How It Works: Why Radiation Is Biologically Harmful
Part of Uses & Hazards of Radiation — GCSE Physics
This how it works covers How It Works: Why Radiation Is Biologically Harmful within Uses & Hazards of Radiation for GCSE Physics. Revise Uses & Hazards of Radiation in Atomic Structure for GCSE Physics with 17 exam-style questions and 5 flashcards. This topic appears regularly enough that it should still be part of a steady revision cycle. It is section 8 of 16 in this topic. Use this how it works to connect the idea to the wider topic before moving on to questions and flashcards.
Topic position
Section 8 of 16
Practice
17 questions
Recall
5 flashcards
⚙️ How It Works: Why Radiation Is Biologically Harmful
Radiation causes harm by ionisation — stripping electrons from atoms in biological molecules. When DNA in a cell nucleus is ionised, the resulting chemical changes can break DNA strands or alter the base sequences.

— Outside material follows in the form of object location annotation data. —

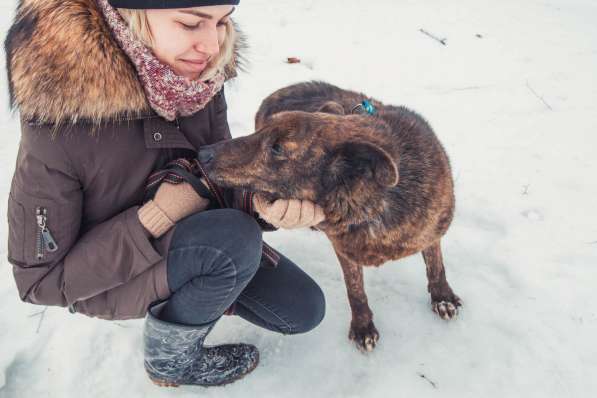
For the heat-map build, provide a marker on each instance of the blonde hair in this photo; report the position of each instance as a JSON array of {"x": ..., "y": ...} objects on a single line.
[{"x": 139, "y": 26}]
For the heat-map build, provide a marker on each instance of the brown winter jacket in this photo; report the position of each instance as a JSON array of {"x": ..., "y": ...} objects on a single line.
[{"x": 89, "y": 141}]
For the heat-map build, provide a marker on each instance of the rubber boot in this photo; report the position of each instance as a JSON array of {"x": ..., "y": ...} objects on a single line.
[{"x": 175, "y": 354}]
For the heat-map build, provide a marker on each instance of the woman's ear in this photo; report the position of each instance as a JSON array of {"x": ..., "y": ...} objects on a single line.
[{"x": 357, "y": 160}]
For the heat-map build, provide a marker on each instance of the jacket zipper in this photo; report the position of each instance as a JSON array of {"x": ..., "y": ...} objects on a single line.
[{"x": 45, "y": 241}]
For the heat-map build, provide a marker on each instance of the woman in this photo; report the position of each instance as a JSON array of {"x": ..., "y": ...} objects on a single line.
[{"x": 109, "y": 91}]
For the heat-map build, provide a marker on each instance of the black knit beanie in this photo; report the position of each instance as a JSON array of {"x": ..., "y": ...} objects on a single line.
[{"x": 143, "y": 4}]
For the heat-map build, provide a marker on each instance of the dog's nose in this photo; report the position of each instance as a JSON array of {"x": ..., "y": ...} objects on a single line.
[{"x": 205, "y": 155}]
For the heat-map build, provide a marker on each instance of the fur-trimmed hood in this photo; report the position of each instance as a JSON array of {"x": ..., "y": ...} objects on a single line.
[{"x": 64, "y": 65}]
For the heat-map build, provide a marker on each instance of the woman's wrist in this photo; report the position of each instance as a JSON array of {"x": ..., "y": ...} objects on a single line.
[{"x": 153, "y": 219}]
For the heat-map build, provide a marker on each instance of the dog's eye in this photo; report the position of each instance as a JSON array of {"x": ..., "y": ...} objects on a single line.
[{"x": 277, "y": 149}]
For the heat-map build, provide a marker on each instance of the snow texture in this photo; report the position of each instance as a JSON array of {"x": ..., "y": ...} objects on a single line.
[{"x": 513, "y": 97}]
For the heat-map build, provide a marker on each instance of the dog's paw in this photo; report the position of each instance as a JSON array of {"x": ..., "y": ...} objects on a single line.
[
  {"x": 447, "y": 308},
  {"x": 365, "y": 337}
]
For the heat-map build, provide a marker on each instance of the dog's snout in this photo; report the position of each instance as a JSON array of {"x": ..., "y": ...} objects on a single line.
[{"x": 205, "y": 155}]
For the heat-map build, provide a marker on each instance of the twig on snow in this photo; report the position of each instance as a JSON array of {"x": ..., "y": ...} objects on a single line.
[
  {"x": 41, "y": 318},
  {"x": 421, "y": 375},
  {"x": 538, "y": 96},
  {"x": 442, "y": 41}
]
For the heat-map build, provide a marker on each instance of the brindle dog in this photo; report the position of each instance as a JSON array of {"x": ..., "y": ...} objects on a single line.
[{"x": 382, "y": 178}]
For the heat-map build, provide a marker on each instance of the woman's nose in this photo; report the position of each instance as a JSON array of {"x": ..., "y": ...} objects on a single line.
[{"x": 208, "y": 43}]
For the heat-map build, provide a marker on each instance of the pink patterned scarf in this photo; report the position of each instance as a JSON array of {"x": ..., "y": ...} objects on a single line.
[{"x": 169, "y": 94}]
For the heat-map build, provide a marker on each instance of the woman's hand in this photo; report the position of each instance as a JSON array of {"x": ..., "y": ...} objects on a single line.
[
  {"x": 288, "y": 213},
  {"x": 171, "y": 203}
]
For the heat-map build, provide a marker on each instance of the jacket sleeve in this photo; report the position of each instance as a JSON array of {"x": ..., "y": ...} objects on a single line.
[
  {"x": 239, "y": 198},
  {"x": 54, "y": 262}
]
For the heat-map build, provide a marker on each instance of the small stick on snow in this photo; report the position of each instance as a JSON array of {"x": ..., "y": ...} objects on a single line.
[
  {"x": 442, "y": 41},
  {"x": 538, "y": 96},
  {"x": 421, "y": 375},
  {"x": 41, "y": 318}
]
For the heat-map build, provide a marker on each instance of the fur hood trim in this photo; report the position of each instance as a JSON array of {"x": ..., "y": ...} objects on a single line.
[{"x": 64, "y": 65}]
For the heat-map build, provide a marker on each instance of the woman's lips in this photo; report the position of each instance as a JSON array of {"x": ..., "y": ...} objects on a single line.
[{"x": 197, "y": 66}]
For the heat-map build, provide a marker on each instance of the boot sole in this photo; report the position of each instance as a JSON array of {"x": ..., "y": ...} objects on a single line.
[{"x": 165, "y": 383}]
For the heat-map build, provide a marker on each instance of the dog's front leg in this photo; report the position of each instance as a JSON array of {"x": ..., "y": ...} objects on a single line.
[
  {"x": 443, "y": 300},
  {"x": 362, "y": 330}
]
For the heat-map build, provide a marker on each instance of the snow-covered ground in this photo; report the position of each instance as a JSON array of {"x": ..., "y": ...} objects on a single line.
[{"x": 513, "y": 96}]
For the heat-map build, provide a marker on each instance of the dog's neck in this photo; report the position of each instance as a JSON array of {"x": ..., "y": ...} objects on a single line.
[{"x": 345, "y": 212}]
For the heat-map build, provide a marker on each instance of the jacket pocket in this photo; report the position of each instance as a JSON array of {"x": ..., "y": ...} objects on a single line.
[{"x": 34, "y": 232}]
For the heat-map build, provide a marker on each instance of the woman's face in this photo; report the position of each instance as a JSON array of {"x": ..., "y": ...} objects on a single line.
[{"x": 187, "y": 38}]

If DNA damage occurs in a normal body cell: the cell may die (radiation sickness at high doses) or the DNA repair mechanisms may incorrectly repair the break, creating a mutation. If the mutation affects genes that control cell division, the result can be uncontrolled division — cancer.
If DNA damage occurs in a reproductive cell (sperm or egg), the mutation can be passed to offspring — causing heritable genetic mutations in the next generation.
Why alpha is most dangerous inside the body: Although alpha cannot penetrate skin from outside, if an alpha-emitting material is inhaled or swallowed, it deposits all its energy in a tiny volume of tissue nearby. This concentrated ionisation causes severe, localised DNA damage.